Ozymandias Chapter 19

Tyler wasn’t expecting Faye’s laughter. It was a knowing laugh, as if the time loop came with a punch line.

But time was both prison warden and liberator. One had only to look beyond the inexorable now to the immutable layers of time hidden underneath, and Fay’s laughter didn’t bother Tyler anymore, although it put Bandini on edge.

“Did I miss something?” asked Bandini.

Tyler approached both Bandini and Faye, grabbing them by the arms before turning his thoughts to a time before Murdoch’s house had even been built. He imagined trees before they were cut and shaped into wall supports, and the wild grasses before they were hacked away in the interest of progress and conspicuous luxury.

And so it happened, a woodland clearing replacing the house. It was surprisingly easy.

Astonishment silenced Faye as she turned to offer Tyler a seductive grin, her hand to his arm.

“Well, aren’t you full of surprises,” she noted.

“It was Murdoch who did this,” observed Bandini, his gaze darting from one tree to the next.

“Only a flat worlder can do this,” explained Faye. “You should have told me,” she told Tyler.

“I don’t understand,” murmured Bandini, mistrust prompting him to distance himself from Tyler.

“Everything’s fine. We’re just seeing things differently.”

Tyler walked toward a shrub crested hill before remembering that time shifting was dangerous, and Tyler had no intention of time shifting into a wall.

“We step outside of this house,” said Tyler, wondering how far to walk to escape the future confines of Murdoch’s mansion.

“Where are we?” asked Bandini.

“Same place as before,” answered Faye, extricating her hands from Tyler. “But you can take me anywhere,” she asked Tyler. “Can’t you?”

“I just peeled away the layers,” he explained, remembering what Mad Dog told him; and perhaps Mad Dog was still nearby.
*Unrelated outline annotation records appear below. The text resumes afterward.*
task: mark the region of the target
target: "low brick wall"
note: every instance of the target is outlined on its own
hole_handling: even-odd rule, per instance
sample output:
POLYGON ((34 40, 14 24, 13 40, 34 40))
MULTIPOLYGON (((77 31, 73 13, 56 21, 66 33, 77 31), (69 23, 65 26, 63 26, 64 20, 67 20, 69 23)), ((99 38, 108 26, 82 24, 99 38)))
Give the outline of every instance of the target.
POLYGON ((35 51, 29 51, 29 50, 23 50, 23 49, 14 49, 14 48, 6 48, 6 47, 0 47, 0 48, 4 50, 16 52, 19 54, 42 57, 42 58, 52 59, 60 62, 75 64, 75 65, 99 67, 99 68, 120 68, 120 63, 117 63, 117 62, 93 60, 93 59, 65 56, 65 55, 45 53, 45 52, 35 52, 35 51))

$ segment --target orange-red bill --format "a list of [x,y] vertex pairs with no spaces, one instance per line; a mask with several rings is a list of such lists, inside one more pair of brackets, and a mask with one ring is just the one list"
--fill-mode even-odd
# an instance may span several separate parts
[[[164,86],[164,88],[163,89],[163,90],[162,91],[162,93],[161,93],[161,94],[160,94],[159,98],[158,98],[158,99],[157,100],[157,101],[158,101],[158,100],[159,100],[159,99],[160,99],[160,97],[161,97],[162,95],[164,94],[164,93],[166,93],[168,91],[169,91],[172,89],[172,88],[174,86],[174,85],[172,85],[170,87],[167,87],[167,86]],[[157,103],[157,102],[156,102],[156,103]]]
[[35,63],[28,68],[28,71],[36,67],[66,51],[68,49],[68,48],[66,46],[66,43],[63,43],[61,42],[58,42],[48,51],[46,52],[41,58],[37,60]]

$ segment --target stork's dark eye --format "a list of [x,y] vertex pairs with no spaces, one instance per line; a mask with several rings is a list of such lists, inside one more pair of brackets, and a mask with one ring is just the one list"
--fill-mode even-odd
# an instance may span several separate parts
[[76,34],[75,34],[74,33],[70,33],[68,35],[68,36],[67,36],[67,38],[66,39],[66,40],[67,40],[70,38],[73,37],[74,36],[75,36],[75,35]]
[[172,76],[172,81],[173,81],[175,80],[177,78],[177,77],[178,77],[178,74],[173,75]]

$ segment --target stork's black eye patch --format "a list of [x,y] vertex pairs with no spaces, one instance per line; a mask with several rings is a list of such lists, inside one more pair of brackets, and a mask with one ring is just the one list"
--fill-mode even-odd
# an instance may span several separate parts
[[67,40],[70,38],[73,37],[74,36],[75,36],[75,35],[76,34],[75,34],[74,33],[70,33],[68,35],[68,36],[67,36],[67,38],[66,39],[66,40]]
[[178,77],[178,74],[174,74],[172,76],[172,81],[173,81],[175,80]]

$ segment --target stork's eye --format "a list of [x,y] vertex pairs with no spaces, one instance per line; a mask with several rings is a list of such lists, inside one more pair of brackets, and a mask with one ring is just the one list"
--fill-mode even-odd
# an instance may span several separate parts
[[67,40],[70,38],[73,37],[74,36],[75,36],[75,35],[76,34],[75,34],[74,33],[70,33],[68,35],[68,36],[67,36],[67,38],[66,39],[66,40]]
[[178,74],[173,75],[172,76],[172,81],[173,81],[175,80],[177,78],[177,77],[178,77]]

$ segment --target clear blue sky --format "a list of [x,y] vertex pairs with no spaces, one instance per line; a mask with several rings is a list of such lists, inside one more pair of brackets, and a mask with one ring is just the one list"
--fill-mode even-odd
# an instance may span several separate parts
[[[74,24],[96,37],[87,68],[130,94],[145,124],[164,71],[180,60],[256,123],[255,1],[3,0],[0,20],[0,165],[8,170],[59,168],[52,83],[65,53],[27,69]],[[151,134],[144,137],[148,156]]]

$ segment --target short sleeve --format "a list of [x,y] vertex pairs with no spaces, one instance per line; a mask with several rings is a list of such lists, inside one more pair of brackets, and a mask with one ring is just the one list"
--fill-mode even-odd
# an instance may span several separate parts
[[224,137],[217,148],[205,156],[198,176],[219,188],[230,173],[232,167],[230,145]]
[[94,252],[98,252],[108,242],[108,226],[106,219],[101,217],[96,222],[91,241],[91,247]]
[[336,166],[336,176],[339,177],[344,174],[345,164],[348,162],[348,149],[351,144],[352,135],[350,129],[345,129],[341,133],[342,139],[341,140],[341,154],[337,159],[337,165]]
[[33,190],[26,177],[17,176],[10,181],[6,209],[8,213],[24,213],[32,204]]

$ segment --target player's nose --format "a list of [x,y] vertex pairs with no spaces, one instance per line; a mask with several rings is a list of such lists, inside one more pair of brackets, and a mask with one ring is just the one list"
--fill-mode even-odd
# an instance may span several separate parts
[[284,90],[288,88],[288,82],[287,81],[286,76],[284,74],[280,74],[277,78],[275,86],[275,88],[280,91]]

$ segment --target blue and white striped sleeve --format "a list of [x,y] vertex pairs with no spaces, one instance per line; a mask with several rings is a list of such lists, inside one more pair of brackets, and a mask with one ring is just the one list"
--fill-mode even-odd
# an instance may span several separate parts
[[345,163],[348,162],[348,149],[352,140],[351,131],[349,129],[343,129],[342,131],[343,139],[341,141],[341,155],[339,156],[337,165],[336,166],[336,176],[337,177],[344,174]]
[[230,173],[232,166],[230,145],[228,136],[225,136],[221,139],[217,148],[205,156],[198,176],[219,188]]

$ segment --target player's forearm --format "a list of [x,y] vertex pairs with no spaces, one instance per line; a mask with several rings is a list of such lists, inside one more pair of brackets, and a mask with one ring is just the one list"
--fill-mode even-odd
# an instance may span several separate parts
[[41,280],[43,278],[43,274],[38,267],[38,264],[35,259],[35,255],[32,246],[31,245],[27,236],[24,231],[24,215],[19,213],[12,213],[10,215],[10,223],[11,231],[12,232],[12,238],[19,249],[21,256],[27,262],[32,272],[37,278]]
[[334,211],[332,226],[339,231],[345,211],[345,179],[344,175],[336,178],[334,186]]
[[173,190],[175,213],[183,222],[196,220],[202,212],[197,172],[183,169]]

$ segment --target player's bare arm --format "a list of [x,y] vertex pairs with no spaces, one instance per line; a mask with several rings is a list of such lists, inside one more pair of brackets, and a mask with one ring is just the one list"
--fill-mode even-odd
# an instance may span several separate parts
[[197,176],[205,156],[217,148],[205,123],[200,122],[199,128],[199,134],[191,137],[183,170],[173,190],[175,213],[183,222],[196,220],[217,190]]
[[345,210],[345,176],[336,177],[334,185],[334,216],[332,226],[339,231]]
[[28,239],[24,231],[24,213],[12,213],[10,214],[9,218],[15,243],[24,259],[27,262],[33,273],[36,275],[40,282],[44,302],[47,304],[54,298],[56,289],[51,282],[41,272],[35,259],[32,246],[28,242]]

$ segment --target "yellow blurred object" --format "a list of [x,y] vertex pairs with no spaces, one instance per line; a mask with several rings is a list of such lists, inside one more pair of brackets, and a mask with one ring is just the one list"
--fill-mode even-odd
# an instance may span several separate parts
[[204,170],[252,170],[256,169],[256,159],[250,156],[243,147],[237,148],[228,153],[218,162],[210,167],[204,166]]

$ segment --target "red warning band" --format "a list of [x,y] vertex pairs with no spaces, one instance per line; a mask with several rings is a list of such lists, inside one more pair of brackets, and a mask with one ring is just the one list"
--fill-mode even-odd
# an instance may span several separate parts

Tyler turned to the trees, expecting his guide to reappear. “But we can walk anywhere we like.”

“It’s too bad he’ll want you dead,” noted Faye before turning away.

“We should go,” said Tyler, realizing that the power over time did not render him any less mortal than before.

“So what’s happening here?” asked Bandini.

“Everything’s possible when you’re in a world that isn’t your own,” explained Faye to Bandini before shifting her gaze to Tyler. “I’ve been to your world, and did as I pleased.”

“But you came back here?” asked Tyler.

“It wasn’t my choice,” she answered, her gaze distant.

“You walked into his home,” noted Bandini. “I saw you.”

“So you did follow me,” she replied, a smile stretching her painted lips.

“You returned to him,” insisted Bandini.

“He never let me go,” answered Faye, her gaze distant.

“He can’t keep you here,” explained Tyler, wondering how long he could keep from imagining the walls of the house once again surrounding and imprisoning him. He walked away, hoping Bandini and Fay would follow, but they lingered without purpose.

“He’ll find me again,” said Faye, her voice raised so Tyler could hear her. “It won’t matter where I go, he’ll bring me back home.”

“This isn’t your home,” insisted Bandini.

Faye chuckled. “And where’s your home?” she asked Bandini.

Bandini puzzled over the question.

“Because this is your home too, and you never left, even after you told him you weren’t working for him anymore.”

Bandini struggled to contradict her.

The walls of the hallway appeared to materialize around them, but Tyler imagined a past with no future to alter it.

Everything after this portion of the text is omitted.